Charles "Chicka" Dixon (5 May 1928 – 10 March 2010) was an Australian Aboriginal activist and leader. He was active in campaigns around the 1967 referendum and the Aboriginal Tent Embassy, dedicating his life to the fight for basic human rights and justice for Aboriginal and Torres Strait Islander people.

==Early life==

Dixon was born at Wallaga Lake on the New South Wales south coast, one of thirteen children, and moved to Sydney as a teenager.

Dixon attended his first political meeting on his 18th birthday in 1946. Inspired by Jack Patten, an organiser of the 1938 Day of Mourning and the Aborigines Progressive Association, and was politically active ever since. During the 1960s he was spokesperson for the Federal Council for the Advancement of Aborigines and Torres Strait Islanders. He joined the Waterside Workers Federation in 1964.

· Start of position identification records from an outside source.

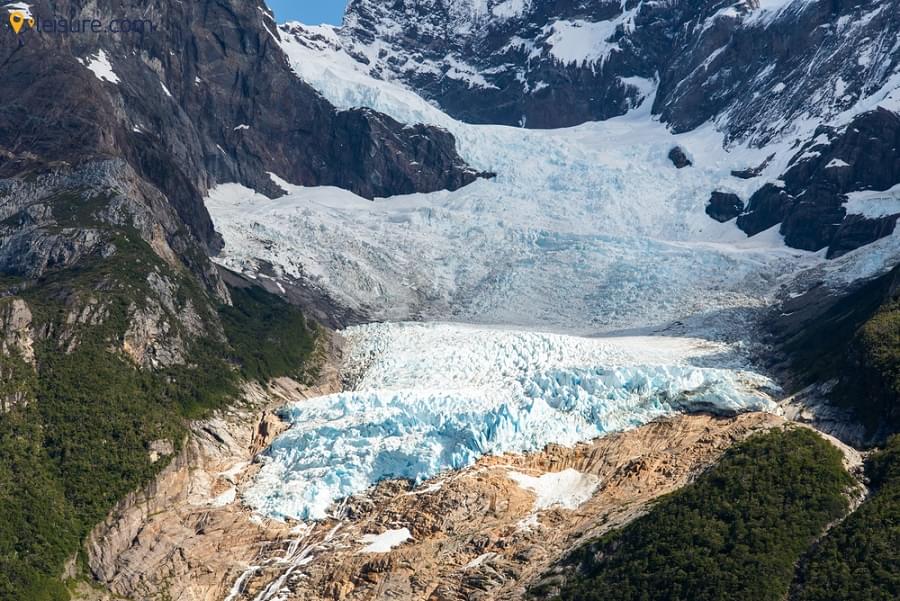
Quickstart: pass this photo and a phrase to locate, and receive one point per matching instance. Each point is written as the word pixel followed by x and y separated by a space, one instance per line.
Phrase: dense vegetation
pixel 857 342
pixel 80 440
pixel 735 534
pixel 270 338
pixel 859 560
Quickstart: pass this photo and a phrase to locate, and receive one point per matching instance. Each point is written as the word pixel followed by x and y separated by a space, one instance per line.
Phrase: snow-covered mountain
pixel 797 78
pixel 586 228
pixel 754 67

In 1970, Dixon was instrumental in establishing Australia's first Aboriginal Legal Service in Redfern; he co-founded the Tent Embassy in Canberra in 1972. In 1972, he travelled to China to highlight the Aboriginal struggle in an attempt to shame the Australian Government into action. Qantas would not fly the group, so Dixon found an airline that would.

He was the first Aboriginal person to be appointed as a Councillor on the Australia Council and is a former chairman of the council's Aboriginal Arts Board serving from 1983 to 1986.

In 2007, reports appeared in the Sydney Morning Herald and Brisbane Times claiming Dixon had obtained 150 pages of his ASIO File. Dixon said the files were wildly inaccurate. Dixon joins activists Charles Perkins, Faith Bandler, Melbourne academic Gary Foley, author Michael Hyde, and ABC's Phillip Adams in being among those who have obtained their ASIO files and openly spoken about them in mainstream media.

==Honors and awards==
In 1983, Dixon was named the first Aboriginal of the Year. In 2003, his portrait was commissioned by the National Portrait Gallery which did an exhibition called Proof showcasing key players in Aboriginal history.

In 2006, he was awarded an Honorary Doctorate of Letters for his eminent service to the community by the University of New South Wales.

==Death and legacy==
During his seventies, he dealt with asbestos poisoning, a legacy from his working days on the Sydney docks as a wharfie. Dixon died at a Sydney nursing home on 20 March 2010 from asbestosis, which the Maritime Union of Australia (MUA) says he contracted as a wharf worker. He received a state funeral. He was survived by his two daughters, Rhonda and Christine, his brothers and sisters, nieces, nephews, grandchildren and extended family. The Chicka Dixon Institute for Social Change was created by Chicka's daughter Rhonda Dixon-Grovenor to honour her father.